College holds 48th commencement
Nearly 300 degrees and certificates were awarded during Paul D. Camp Community College’s 48th annual graduation ceremony held May 10 at the Regional Workforce Development Center.
Alumna Alice Adoga was the keynote speaker for the event, delivering an inspirational message titled, “Changing Your Default Settings.” Adoga had educational, language and cultural differences to adapt to after moving to the United States from Nigeria. She referenced how she became known as the “African girl,” soon after beginning classes at Franklin High School.
“My default changed from Alice to African girl — an identity I did not predict,” Adoga said. “At some point in my journey, it was up to me to take charge of my default settings and change that narrative.”

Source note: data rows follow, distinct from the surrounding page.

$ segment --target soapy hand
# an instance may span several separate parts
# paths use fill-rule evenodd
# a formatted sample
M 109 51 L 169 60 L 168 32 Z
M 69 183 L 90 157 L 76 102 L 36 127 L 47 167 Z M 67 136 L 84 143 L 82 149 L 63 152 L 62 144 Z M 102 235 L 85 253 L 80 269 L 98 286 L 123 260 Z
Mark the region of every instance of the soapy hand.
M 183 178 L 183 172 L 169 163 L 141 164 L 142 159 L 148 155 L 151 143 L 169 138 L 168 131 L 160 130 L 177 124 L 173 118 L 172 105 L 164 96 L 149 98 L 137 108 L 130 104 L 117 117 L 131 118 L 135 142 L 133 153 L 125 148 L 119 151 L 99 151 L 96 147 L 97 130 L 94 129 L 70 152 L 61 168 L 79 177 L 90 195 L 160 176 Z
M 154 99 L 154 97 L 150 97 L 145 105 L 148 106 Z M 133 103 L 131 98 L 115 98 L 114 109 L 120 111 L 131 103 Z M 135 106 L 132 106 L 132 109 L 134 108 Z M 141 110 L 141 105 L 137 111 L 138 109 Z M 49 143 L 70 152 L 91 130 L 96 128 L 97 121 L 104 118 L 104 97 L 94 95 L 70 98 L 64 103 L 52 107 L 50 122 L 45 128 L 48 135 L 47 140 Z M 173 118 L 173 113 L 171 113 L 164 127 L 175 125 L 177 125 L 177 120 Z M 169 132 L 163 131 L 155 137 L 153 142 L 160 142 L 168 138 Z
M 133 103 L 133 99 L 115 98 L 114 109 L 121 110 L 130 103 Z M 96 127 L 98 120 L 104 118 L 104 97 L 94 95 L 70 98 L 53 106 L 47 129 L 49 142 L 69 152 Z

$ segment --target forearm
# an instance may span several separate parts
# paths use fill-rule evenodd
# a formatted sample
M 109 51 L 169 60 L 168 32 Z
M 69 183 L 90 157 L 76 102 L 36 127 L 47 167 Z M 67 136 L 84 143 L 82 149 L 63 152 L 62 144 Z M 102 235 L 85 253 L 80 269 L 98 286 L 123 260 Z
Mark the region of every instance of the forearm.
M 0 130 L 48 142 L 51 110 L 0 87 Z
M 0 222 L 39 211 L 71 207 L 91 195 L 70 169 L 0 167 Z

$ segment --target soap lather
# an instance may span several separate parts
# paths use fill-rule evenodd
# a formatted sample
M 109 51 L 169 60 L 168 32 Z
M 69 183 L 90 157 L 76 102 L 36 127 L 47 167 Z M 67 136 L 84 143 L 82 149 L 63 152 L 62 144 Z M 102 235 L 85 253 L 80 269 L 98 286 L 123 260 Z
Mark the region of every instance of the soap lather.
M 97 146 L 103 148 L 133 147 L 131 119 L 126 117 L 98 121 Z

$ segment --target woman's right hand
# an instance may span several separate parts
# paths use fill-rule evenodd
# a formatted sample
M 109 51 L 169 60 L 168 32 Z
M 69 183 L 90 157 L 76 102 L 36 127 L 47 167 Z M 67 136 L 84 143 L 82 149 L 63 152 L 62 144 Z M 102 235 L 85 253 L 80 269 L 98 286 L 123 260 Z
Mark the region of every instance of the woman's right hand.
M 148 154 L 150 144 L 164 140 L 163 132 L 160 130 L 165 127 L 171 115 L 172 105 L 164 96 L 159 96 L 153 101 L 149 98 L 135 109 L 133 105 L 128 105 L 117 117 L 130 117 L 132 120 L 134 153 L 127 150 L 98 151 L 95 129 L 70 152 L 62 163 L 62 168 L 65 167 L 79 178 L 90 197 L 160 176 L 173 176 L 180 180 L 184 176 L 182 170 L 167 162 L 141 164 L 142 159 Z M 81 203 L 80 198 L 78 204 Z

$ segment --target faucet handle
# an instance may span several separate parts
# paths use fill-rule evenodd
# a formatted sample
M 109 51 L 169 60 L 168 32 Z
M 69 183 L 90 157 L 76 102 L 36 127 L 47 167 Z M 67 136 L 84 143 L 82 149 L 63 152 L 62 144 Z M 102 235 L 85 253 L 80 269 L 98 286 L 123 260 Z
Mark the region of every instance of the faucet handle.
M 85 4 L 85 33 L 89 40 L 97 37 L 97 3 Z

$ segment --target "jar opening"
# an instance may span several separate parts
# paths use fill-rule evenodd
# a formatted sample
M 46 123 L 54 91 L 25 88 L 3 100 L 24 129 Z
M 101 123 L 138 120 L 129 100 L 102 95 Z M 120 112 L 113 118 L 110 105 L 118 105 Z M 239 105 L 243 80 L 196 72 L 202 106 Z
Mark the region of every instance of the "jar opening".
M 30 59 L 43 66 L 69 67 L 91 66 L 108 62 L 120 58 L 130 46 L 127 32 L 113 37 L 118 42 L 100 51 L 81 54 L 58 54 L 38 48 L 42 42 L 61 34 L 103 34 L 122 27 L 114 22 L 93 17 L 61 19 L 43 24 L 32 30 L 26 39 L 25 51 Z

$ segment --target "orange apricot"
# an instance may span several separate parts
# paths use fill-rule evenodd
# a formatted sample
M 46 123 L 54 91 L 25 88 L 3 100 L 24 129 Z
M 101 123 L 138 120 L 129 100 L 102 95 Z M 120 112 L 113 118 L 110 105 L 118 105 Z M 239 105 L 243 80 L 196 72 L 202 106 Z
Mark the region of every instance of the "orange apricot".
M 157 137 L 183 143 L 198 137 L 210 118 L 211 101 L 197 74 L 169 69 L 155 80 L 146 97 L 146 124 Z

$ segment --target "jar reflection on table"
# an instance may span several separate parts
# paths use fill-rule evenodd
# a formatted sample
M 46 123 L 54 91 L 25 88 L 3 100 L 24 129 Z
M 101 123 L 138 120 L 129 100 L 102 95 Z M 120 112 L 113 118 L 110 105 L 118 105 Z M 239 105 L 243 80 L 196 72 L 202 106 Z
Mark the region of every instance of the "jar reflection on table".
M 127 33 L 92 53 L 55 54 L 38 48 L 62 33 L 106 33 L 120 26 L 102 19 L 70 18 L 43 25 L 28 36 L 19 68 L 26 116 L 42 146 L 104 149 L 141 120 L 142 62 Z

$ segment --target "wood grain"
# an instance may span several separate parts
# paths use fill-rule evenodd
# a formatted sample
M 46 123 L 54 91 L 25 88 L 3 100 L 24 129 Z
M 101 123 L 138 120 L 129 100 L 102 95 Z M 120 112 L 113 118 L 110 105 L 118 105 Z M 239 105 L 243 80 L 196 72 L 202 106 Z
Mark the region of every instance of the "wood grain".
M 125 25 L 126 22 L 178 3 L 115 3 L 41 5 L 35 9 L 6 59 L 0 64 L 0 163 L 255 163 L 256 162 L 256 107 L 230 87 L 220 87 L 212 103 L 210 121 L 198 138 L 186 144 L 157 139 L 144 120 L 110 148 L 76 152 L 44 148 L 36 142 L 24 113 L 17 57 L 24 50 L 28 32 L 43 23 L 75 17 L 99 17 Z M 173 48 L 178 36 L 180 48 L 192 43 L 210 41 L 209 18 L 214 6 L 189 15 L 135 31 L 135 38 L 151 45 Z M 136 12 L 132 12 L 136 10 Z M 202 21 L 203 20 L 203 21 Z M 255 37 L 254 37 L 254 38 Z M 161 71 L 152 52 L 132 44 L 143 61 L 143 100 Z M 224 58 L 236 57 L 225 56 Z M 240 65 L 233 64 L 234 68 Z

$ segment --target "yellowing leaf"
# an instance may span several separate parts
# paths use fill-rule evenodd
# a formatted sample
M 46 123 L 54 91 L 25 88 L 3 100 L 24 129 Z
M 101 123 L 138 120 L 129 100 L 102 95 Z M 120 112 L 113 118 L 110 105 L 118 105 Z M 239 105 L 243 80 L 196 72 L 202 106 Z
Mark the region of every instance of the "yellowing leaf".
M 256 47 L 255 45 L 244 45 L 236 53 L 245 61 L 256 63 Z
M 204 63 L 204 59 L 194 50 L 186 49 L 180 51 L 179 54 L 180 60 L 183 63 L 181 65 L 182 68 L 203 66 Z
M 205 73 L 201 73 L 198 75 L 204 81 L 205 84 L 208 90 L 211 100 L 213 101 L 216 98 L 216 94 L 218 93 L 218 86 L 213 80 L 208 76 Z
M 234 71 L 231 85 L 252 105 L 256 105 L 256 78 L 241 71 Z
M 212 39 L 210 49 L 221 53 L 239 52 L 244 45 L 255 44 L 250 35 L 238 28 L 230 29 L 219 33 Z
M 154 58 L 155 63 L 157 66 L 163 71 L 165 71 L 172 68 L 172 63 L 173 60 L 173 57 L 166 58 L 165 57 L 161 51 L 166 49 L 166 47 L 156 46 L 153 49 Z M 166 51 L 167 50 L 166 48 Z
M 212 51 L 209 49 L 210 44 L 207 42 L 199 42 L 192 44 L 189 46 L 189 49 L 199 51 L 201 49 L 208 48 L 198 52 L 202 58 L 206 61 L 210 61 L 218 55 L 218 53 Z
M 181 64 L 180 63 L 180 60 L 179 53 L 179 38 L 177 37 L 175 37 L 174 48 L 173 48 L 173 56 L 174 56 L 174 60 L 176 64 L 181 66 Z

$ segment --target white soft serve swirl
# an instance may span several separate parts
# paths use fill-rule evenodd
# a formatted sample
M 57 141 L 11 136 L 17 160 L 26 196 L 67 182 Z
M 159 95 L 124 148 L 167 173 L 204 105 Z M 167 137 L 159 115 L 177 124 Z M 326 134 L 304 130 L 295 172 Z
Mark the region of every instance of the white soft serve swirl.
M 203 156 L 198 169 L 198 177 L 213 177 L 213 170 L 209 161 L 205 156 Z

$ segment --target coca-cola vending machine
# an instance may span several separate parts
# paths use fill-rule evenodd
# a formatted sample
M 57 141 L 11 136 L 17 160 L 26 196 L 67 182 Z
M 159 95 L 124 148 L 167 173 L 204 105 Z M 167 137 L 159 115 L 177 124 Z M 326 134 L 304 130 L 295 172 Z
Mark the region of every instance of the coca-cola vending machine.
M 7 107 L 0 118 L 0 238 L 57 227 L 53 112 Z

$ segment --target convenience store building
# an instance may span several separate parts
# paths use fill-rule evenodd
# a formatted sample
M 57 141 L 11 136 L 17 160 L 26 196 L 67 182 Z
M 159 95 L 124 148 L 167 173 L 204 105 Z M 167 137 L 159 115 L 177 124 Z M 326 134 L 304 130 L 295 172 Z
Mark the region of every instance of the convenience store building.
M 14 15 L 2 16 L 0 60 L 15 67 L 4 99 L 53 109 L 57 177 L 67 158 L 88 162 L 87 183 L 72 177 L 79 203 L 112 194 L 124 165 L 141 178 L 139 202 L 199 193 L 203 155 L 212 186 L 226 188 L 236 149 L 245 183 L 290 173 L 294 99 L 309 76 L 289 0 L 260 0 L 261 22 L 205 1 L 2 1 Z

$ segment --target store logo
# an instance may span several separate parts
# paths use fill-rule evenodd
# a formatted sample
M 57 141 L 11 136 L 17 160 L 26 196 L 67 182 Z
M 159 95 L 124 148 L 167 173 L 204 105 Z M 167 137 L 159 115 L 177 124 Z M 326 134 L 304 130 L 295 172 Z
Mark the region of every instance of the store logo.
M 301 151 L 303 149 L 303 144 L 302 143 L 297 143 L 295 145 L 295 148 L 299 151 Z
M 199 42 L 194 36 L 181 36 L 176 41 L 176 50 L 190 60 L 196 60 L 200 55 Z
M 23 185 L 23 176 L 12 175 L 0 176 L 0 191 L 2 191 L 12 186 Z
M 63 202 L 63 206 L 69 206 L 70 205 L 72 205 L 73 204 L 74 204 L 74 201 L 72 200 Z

She compared taking charge of this transformation to that of a caterpillar’s metamorphosis into a butterfly and spoke of what it takes to change perceptions — a positive mindset, taking on challenges that are feared, taking risks and allowing ourselves to be vulnerable.
“I allowed myself to see the world through my own eyes, experience new things, and changed my default,” she said. “Twelve years ago, I was an African girl who moved to this country. Today, I am not only that, I am an American citizen, a family services specialist with the Franklin City Department of Social Services, and the director of operations at a non-profit organization, Walk In It Inc. The truth is, we are all capable of transforming ourselves by changing our default settings.”
In addition to the conferring of degrees and certificates, several recognitions occurred.
Two pillars of the community were presented the 2019 J. Paul Councill Jr. Community Service Award, an honor designated for leaders who have given exemplary service to the college and community. Mac Birdsong and Phyllis Stoneburner were the recipients.
Birdsong has served on the PDCCC Foundation Board for six years. In addition to his individual contributions to the college, he was instrumental in securing the Birdsong Corporation’s commitment of $150,000 to build a regional LPN program; $75,000 for the Warehouse and Distribution Center opening this summer, and $50,000 from Birdsong Trust to implement the Fast Track Healthcare program in downtown Suffolk.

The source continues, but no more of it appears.